If you truly want a fresh start in the new year, a new job may be just what you need.

"Are you living for the weekend?" asks bestselling author and CNBC contributor Suzy Welch. "If the answer is 'yes' when it comes to your job, that's a dead giveaway that it's time to go."

Fortunately, unemployment is at a low 4.1 percent, and cities across the country are reporting booming employment growth.

WalletHub compared over 180 U.S. cities across 26 key indicators to determine which were the best places for job seekers. They found that 10 cities had more job opportunities than any other place in the nation. WalletHub calculated job opportunities by dividing the number of openings by the size of the labor force minus the unemployment rate.

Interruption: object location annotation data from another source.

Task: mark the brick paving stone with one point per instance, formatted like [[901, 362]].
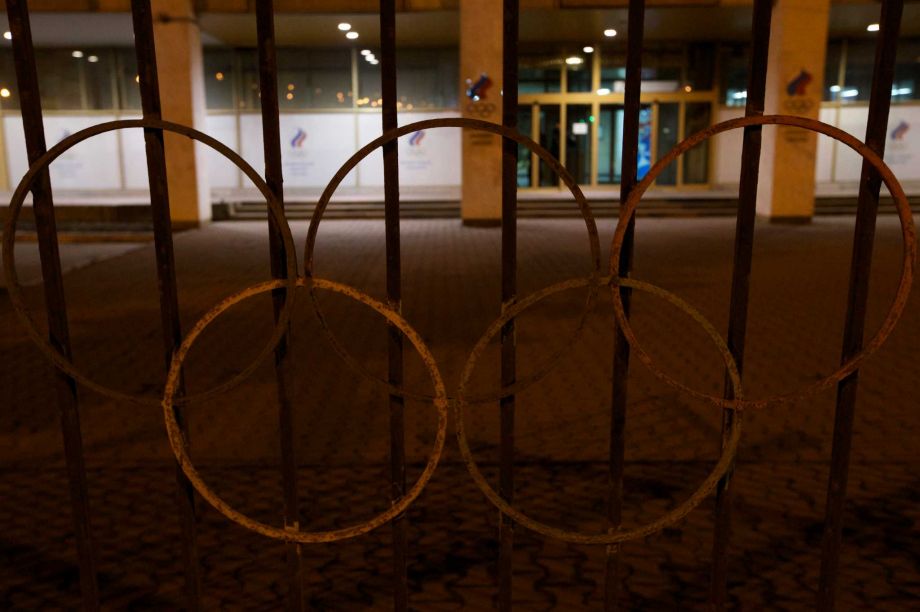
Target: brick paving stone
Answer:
[[451, 294]]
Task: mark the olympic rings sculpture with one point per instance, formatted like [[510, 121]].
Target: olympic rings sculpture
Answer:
[[294, 280]]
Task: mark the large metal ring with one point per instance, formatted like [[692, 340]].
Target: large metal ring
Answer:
[[897, 306], [618, 535], [60, 360], [179, 444], [485, 126]]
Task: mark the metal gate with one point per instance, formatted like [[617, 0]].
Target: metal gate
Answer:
[[617, 279]]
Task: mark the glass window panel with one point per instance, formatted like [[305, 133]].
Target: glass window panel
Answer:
[[129, 89], [696, 160], [9, 99], [734, 60], [578, 77], [578, 142], [525, 158], [59, 76], [98, 70], [549, 139], [662, 67], [540, 73], [219, 78], [666, 138], [700, 65], [831, 90], [310, 78]]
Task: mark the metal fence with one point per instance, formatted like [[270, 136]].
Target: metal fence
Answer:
[[56, 344]]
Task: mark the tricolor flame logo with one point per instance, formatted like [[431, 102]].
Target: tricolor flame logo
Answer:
[[299, 137]]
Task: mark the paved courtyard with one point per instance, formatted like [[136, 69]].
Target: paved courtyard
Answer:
[[451, 294]]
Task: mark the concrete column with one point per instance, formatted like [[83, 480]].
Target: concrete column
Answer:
[[481, 54], [798, 44], [181, 74]]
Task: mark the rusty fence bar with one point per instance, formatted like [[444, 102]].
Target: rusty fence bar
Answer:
[[271, 138], [741, 280], [145, 49], [510, 19], [55, 304], [630, 161], [857, 299], [394, 297]]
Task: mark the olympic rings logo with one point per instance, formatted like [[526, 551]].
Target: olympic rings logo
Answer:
[[296, 281]]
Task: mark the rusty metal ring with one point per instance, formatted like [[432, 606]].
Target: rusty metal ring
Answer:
[[61, 361], [179, 444], [897, 305], [475, 124], [617, 535]]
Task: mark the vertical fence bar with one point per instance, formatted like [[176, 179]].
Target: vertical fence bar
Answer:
[[271, 137], [635, 32], [55, 305], [510, 18], [741, 280], [394, 296], [145, 49], [857, 299]]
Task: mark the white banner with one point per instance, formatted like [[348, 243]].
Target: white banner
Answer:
[[92, 164], [313, 146], [429, 157]]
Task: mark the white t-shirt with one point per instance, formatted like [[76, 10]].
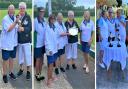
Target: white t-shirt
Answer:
[[87, 30], [8, 39], [61, 39], [104, 30], [51, 41], [40, 30]]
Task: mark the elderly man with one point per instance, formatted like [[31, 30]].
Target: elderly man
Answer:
[[24, 40], [71, 47], [9, 42], [87, 33]]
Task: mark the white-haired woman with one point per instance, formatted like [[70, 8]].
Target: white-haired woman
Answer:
[[87, 33], [71, 47], [62, 40], [24, 40], [9, 42]]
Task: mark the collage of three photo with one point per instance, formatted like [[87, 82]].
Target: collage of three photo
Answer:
[[63, 44]]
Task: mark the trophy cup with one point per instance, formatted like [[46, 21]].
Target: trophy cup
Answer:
[[118, 38]]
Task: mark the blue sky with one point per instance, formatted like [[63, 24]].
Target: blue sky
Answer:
[[85, 3]]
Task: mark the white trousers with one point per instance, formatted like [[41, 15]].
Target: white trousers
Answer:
[[24, 54], [71, 51]]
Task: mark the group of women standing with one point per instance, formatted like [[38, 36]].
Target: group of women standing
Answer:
[[108, 25], [54, 39]]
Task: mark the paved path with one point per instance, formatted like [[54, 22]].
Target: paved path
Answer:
[[20, 83], [116, 82], [72, 79]]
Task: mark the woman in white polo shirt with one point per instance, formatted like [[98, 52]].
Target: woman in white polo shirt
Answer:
[[87, 33], [9, 42], [51, 46], [62, 41]]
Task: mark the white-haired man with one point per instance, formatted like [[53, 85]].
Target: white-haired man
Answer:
[[24, 40], [9, 42]]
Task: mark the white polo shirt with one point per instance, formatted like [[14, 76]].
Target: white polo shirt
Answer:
[[86, 30], [62, 40], [8, 39], [104, 30], [51, 41], [40, 30]]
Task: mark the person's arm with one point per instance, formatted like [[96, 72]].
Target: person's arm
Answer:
[[27, 28], [7, 27], [123, 23]]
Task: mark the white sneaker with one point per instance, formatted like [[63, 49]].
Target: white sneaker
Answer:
[[87, 70], [102, 65]]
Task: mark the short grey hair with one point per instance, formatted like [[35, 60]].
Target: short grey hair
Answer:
[[22, 4], [70, 12]]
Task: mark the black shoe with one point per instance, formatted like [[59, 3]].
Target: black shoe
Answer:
[[20, 73], [5, 79], [56, 71], [28, 75], [74, 66], [12, 76], [62, 69], [67, 67]]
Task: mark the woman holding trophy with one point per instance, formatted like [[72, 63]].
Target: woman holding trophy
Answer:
[[71, 47], [24, 40], [87, 33]]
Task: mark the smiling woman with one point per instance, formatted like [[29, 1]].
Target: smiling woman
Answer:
[[14, 23]]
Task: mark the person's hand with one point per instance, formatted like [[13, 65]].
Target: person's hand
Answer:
[[21, 29]]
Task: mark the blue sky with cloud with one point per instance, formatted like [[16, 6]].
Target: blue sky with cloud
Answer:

Check out the 10 cities with the most job opportunities:

Richmond Virginia and Manchester bridge
Sky Noir Photography by Bill Dickinson | Getty Images
Richmond Virginia and Manchester bridge

10. Richmond, VA

Job opportunities: 2.59 percent

9. San Francisco, CA

Job opportunities: 2.70 percent

8. Orlando, FL

Job opportunities: 2.79 percent

7. Atlanta, GA

Job opportunities: 2.80 percent

6. Burlington, VT

Job opportunities: 2.82 percent

5. Portland, ME

Job opportunities: 3.29 percent

4. Columbia, SC

Job opportunities: 3.57 percent

3. Cincinnati, OH

Job opportunities: 3.68 percent

2. Charleston, SC

Job opportunities: 4.47 percent

1. Salt Lake City, UT

Job opportunities: 5.01 percent

Salt Lake City, Utah
John Pulsipher | Getty Images
Salt Lake City, Utah

Salt Lake City, Utah topped WalletHub's list. With a population of 193,744, Salt Lake City has an unemployment rate of just 2.6 percent, far below the national average.

Several regions are represented in the top 10, making it easy for workers across the country to find a job in one of these cities. Even though there may be great jobs in a city nearby, WalletHub found that fewer people are moving across state lines in search of work.

Stephanie Thomas, Economics Lecturer at Cornell University, says that the decline in geographic mobility is due to aging populations that do not want to leave their communities and younger generations that are more specialized than ever before.

"Older individuals tend to have stronger attachments to their local communities," she tells WalletHub. "Many younger individuals are earning postsecondary and graduate degrees, and are investing in a greater amount of specialized training. This increase in 'specialization' among younger individuals means that they are entering their chosen career relatively earning in their work life. This, in turn, can create better 'matches' between workers and employers, decreasing the likelihood of worker turnover."